Just wondering : does these problems happends because you use clocks and jobs, or is it
general to fusion 5.3 ?
Did not migrate my project on 5.3 for now.
So do you think there is a risk, knowing that I only use very basic fusion features ?
----- Mail original -----
De: "Edson Tirelli" <ed.tirelli(a)gmail.com>
À: "Rules Users List" <rules-users(a)lists.jboss.org>
Envoyé: Mercredi 9 Novembre 2011 14:53:00
Objet: Re: [rules-users] Bugs in Drools 5.3.0 break Fusion event processing
Richard,
This is great info. Yes, please open JIRA's for all 3 issues and we will make sure
this is fixed for the next release.
Thank you,
Edson
2011/11/9 Richard Calmbach < rcalmbac(a)gmail.com >
I am making extensive use of the event processing features of the Drools rule engine.
Upgrading from Drools 5.2.0.Final to Drools 5.3.0.Final broke 47 of my unit tests and also
broke my functional tests. There seem to be multiple changes in Drools 5.3.0 that cause
incorrect behavior and/or break backward compatibility. Here are the results of my
investigation so far.
Issue F1:
While tracking down the failures of my unit tests, I experimented with the Broker example,
and while probably not finding the root cause of the broken unit tests, I nonetheless came
across what clearly seems to be incorrect behavior in the DefaultTimerJobInstance.call()
method. The bug only reveals itself after all input has been processed, so it is masked by
the fact that running the Broker demo through the entire sequence in stocktickstream.dat
(1100 lines) takes a long time. In order to reveal the problem more quickly, run the demo
with only the first 14 lines in stocktickstream.dat. Do so for both the 5.2.0 Broker demo
(against Drools 5.2.0) and the 5.3.0 Broker demo (against Drools 5.3.0). The Broker
example code in both versions is identical, so only the Drools-internal code changes
matter.
When running the 5.2.0 Broker demo to the end, you get one java.text.ParseException (given
the structure of the example code, that's expected, albeit not elegant, and not the
focus of our investigation). In particular, no matter how many lines stocktickstream.dat
contains, you always get exactly one ParseException at the end.

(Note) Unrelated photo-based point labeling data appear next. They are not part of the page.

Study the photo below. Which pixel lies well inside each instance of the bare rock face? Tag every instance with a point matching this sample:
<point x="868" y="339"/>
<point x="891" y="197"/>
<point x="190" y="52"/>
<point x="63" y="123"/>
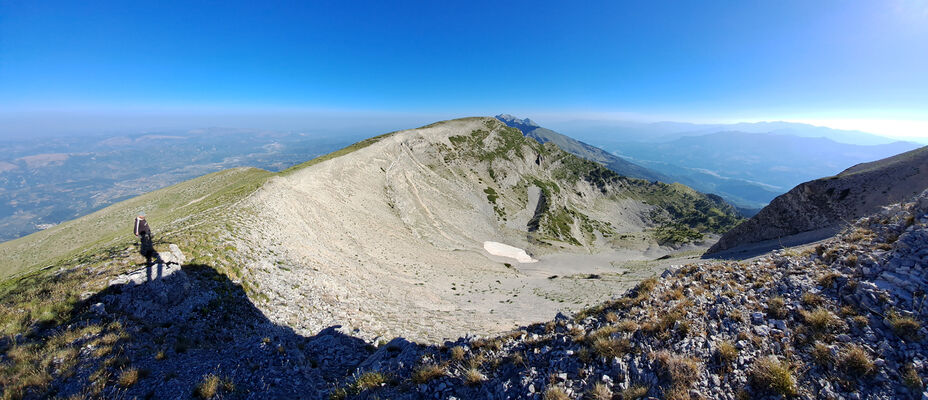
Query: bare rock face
<point x="830" y="203"/>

Contrast this with running the 5.3.0 Broker demo: At the end you get N occurrences of
java.text.ParseException, where N is the number of lines in stocktickstream.dat. So for 14
lines you get 14 occurrences of ParseException. Looking at two specific methods shows us
why:
Method org.drools.examples.broker.events.EventFeeder.FeedJob.execute(JobContext):
public void execute(JobContext context) {
this.sink.receive( ((FeedContext) context).event );
if ( this.source.hasNext() ) {
((FeedContext) context).setEvent( this.source.getNext() );
this.trigger.setNextFireTime( ((FeedContext) context).getEvent().getDate() );
clock.scheduleJob( this,
context,
trigger );
}
}
Note in particular how this method already takes care of scheduling the next job execution
by updating the next fire time of the job's existing FeedTrigger instance.
Unfortunately, in Drools 5.3.0, DefaultTimerJobInstance.call() does a duplicate scheduling
of the same job:
Method org.drools.time.impl.DefaultTimerJobInstance.call():
public Void call() throws Exception {
this.trigger.nextFireTime(); // need to pop
if ( handle.isCancel() ) {
return null;
}
this.job.execute( this.ctx );
if ( handle.isCancel() ) {
return null;
}
// our triggers allow for flexible rescheduling
Date date = this.trigger.hasNextFireTime();
if ( date != null ) {
scheduler.internalSchedule( this );
}
return null;
}
So, every job is duplicated and that's why there are 2*N calls to
org.drools.examples.broker.events.StockTickPersister.load() instead of N.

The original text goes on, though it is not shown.